Treating Cushing’s Disease
There are several treatment options available for Cushing’s disease in dogs. The choice of treatment depends on the type and severity of the disease. For mild pituitary-dependent Cushing’s, close monitoring may be sufficient. Some veterinarians recommend natural, anti-inflammatory diets and herbal therapy as a treatment approach. Conventional medical treatments include surgery, radiation, and medication.
Conventional Medical Treatments
Surgery is an option for removing malignant adrenal tumors causing Cushing’s disease, but it is rarely used for pituitary tumors. Radiation therapy can help shrink pituitary tumors and alleviate symptoms. Medication, such as trilostane (Vetoryl) and mitotane (Lysodren), is commonly prescribed to reduce cortisol production. These medications are effective in managing symptoms but do not cure the underlying disease.
Natural Remedies for Cushing’s Disease
Many veterinarians and dog owners have explored natural treatment options to help manage Cushing’s disease symptoms. These options include herbal and dietary supplements such as fish oil, dandelion, magnolia bark, melatonin, and more. Acupuncture is also considered a potential treatment to regulate the endocrine system and alleviate symptoms.
Diet can play a crucial role in managing Cushing’s disease in dogs. Certain dietary changes can help reduce symptoms and improve overall well-being. A diet high in protein, low in fat and fiber, and low in carbohydrates and calcium is recommended. Foods rich in lignans, such as whole grains, nuts, seeds, legumes, fruits, and vegetables, can also be beneficial.
Raw Diet for Dogs with Cushing’s
Many dog owners believe that feeding a raw diet can help with various health issues, including Cushing’s disease symptoms. While a raw diet may not specifically target Cushing’s symptoms, it can improve overall health by providing essential nutrients.

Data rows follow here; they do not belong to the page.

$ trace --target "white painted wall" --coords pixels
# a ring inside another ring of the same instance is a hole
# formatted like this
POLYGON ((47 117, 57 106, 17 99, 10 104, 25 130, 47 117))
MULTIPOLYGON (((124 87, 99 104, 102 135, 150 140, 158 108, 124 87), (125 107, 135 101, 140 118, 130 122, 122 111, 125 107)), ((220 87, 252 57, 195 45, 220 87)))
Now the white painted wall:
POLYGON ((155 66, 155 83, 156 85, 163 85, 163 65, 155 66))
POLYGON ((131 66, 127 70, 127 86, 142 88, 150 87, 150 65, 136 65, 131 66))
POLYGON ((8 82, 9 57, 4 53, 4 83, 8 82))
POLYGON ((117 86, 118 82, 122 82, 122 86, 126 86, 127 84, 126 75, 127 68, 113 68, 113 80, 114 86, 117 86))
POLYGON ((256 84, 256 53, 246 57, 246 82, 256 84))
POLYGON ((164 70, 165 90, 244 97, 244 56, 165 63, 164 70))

However, caution should be exercised to ensure a nutritionally balanced diet and to prevent bacterial contamination.
Dogs treated for Cushing’s disease can have a high quality of life for several years beyond their diagnosis. The average survival time after diagnosis is approximately two years, with some dogs living beyond four years. However, it is important to note that most Cushing’s-diagnosed dogs are older and may ultimately succumb to other natural causes.
In conclusion, Cushing’s disease is a common condition in dogs that requires proper diagnosis and treatment to ensure the best possible outcome. With the guidance of a veterinarian, dog owners can explore various treatment options, including conventional medicine, natural remedies, and dietary changes, to effectively manage the disease and improve their furry friends’ quality of life.